Wait a minute, all of that work for only 140hp?
Please tell me this isn't right.


----------



## mudanddust (Oct 24, 2007)

*Re: Info on high-compression stroker ABA's? (secondgen)*

what do you think about using stock pistons and a head spacer?


----------



## wantacad (Apr 4, 2003)

*Re: Info on high-compression stroker ABA's? (mudanddust)*

Just leaving a mark here so it's in my watched topics.
Awsome info... http://****************.com/smile/emthup.gif http://****************.com/smile/emthup.gif


----------



## CanadianCabby (Sep 1, 2006)

*Re: (reggie2fast)*


_Quote, originally posted by *reggie2fast* »_you may also want to look int using 2.0 16 valve pistons they have a 1mm smaller wrist pin it will drop the piston top into the bore using stock aba pistons they hang out of the block slightly .. unfotuneately the 16 valve pistons are flat top and will up the compression ratio those pistons in a aba stock stroke yield 10:1 so im thinking with a stroker crank you probally will get around 13 

_Modified by reggie2fast at 5:56 AM 11-2-2008_
... dont use 1
_Quote, originally posted by *reggie2fast* »_you may also want to look int using 2.0 16 valve pistons they have a 1mm smaller wrist pin it will drop the piston top into the bore using stock aba pistons they hang out of the block slightly .. unfotuneately the 16 valve pistons are flat top and will up the compression ratio those pistons in a aba stock stroke yield 10:1 so im thinking with a stroker crank you probally will get around 13 

_Modified by reggie2fast at 5:56 AM 11-2-2008_
 this set up would require differnt/ modded rods... and would not be streetable


----------



## 91redjetta (Aug 28, 2006)

*Re: (CanadianCabby)*

my math sucks.. I'll be the first to say it. So.. I have a early aba block and a aaz crank(1.9 diesel). When a was taking the aba crank out I grabbed sommething that I could look at piston height with. With stock aba crank the piston was about a razor bblades thickness below the deck.. 
pulled all the stuff out of the block. Put the 1.9 crank in. First off the counter wieghts hit the piston squirters. All but #4. It's down father then the rest. Took squirters out.. #1 counter wieght rubs the back outside corner( inside of course). Rubs as in stops the crank from spinning. (this why people knife edge the crank I'm sure.) now to me it looks like there is lots of metal in this spot. Enough I believe you could take metal out of the block. Save the crank from being knifed..(i like counter wieghts!)... So I put #4 aba piiston and rod back in with the aaz crank. Nothing else hit.
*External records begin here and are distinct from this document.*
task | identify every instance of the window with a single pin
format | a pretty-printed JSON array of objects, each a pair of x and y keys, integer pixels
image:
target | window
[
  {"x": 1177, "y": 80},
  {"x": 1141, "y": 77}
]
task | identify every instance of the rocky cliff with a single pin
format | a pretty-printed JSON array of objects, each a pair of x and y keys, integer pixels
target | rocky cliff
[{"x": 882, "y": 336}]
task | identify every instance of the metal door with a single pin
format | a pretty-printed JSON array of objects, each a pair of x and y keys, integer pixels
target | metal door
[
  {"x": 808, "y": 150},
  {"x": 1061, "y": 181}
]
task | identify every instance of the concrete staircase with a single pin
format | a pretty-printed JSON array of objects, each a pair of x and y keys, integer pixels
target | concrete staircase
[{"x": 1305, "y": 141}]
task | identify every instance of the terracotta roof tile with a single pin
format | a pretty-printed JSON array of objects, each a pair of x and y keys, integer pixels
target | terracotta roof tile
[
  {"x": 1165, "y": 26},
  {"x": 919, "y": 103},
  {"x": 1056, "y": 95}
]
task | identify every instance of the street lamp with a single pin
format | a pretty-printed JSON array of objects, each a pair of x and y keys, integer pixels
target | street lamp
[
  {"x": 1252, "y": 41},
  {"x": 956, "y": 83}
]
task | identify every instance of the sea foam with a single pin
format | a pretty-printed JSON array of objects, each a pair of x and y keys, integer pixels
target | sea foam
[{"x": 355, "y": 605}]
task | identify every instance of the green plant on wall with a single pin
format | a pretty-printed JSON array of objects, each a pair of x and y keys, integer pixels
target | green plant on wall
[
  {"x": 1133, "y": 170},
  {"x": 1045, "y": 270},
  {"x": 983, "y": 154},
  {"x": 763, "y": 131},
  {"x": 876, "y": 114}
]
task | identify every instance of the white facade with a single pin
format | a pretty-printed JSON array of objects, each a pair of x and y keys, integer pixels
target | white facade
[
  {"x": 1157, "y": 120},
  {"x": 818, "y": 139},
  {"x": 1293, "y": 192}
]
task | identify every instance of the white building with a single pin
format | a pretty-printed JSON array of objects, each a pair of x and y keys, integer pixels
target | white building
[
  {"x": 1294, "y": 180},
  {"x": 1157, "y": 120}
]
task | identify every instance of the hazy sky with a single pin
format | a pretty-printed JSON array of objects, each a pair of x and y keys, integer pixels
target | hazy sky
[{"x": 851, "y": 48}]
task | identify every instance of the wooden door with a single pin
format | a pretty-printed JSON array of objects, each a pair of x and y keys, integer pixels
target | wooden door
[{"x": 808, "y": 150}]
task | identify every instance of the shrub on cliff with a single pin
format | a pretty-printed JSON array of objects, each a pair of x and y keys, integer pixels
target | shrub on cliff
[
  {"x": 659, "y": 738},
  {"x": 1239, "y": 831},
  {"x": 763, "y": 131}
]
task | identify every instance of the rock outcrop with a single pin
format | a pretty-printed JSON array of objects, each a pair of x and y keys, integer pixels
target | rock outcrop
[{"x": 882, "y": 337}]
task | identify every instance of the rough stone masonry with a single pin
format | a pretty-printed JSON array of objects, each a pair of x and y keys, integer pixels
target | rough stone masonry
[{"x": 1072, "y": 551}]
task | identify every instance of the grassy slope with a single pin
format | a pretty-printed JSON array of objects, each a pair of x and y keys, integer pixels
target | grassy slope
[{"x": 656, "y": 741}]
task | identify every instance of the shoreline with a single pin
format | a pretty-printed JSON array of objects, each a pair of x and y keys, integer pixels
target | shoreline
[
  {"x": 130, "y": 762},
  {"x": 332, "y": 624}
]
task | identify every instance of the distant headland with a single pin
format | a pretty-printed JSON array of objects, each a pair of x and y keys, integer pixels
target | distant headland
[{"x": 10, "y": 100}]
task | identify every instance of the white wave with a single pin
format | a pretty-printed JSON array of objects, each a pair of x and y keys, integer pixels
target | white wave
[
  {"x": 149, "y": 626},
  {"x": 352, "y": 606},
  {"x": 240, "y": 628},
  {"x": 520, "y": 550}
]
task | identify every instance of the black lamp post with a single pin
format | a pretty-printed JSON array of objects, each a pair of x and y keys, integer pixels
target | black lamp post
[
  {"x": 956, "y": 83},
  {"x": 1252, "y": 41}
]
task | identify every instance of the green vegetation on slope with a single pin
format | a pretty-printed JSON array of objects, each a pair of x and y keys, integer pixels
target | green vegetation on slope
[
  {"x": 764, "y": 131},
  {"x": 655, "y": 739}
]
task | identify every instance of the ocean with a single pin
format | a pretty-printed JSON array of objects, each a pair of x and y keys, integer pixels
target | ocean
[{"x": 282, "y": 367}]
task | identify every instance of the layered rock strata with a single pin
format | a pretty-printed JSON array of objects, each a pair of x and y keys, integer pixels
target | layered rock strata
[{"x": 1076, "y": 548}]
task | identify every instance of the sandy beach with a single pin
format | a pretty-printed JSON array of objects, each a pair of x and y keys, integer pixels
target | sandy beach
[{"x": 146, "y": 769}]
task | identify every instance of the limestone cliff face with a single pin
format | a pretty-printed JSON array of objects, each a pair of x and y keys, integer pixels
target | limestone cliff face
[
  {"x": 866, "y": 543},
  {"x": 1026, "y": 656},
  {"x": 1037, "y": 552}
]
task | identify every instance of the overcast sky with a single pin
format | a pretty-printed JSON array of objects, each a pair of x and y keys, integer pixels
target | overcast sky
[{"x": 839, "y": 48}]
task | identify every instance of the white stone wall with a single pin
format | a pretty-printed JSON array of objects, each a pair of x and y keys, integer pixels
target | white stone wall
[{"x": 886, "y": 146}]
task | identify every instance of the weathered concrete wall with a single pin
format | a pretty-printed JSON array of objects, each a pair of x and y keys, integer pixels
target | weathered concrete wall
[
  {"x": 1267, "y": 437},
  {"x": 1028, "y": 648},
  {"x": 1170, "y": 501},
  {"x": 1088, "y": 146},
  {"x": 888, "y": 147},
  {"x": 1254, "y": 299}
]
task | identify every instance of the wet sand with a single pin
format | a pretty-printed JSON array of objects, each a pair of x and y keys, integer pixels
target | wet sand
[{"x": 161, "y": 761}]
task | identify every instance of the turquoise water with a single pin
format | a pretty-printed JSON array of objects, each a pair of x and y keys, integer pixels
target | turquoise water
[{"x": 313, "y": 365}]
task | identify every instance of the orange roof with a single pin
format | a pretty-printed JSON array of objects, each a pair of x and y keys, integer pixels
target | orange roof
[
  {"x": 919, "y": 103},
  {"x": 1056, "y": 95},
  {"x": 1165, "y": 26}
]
Just would have to take care of the piston squirters and the #1 counter wieght to block problem.. So far... At top dead the aba piston is what I would say is a stock head gasket thickness out of the block. I'm sure this would cause high compression problems. 

maybe a thicker head gasket could be put on it. Or the stock aba pistons machined down to zero deck? Maybe both? 
just my way of hill billy messuring.. Sorry to bother anyone..


----------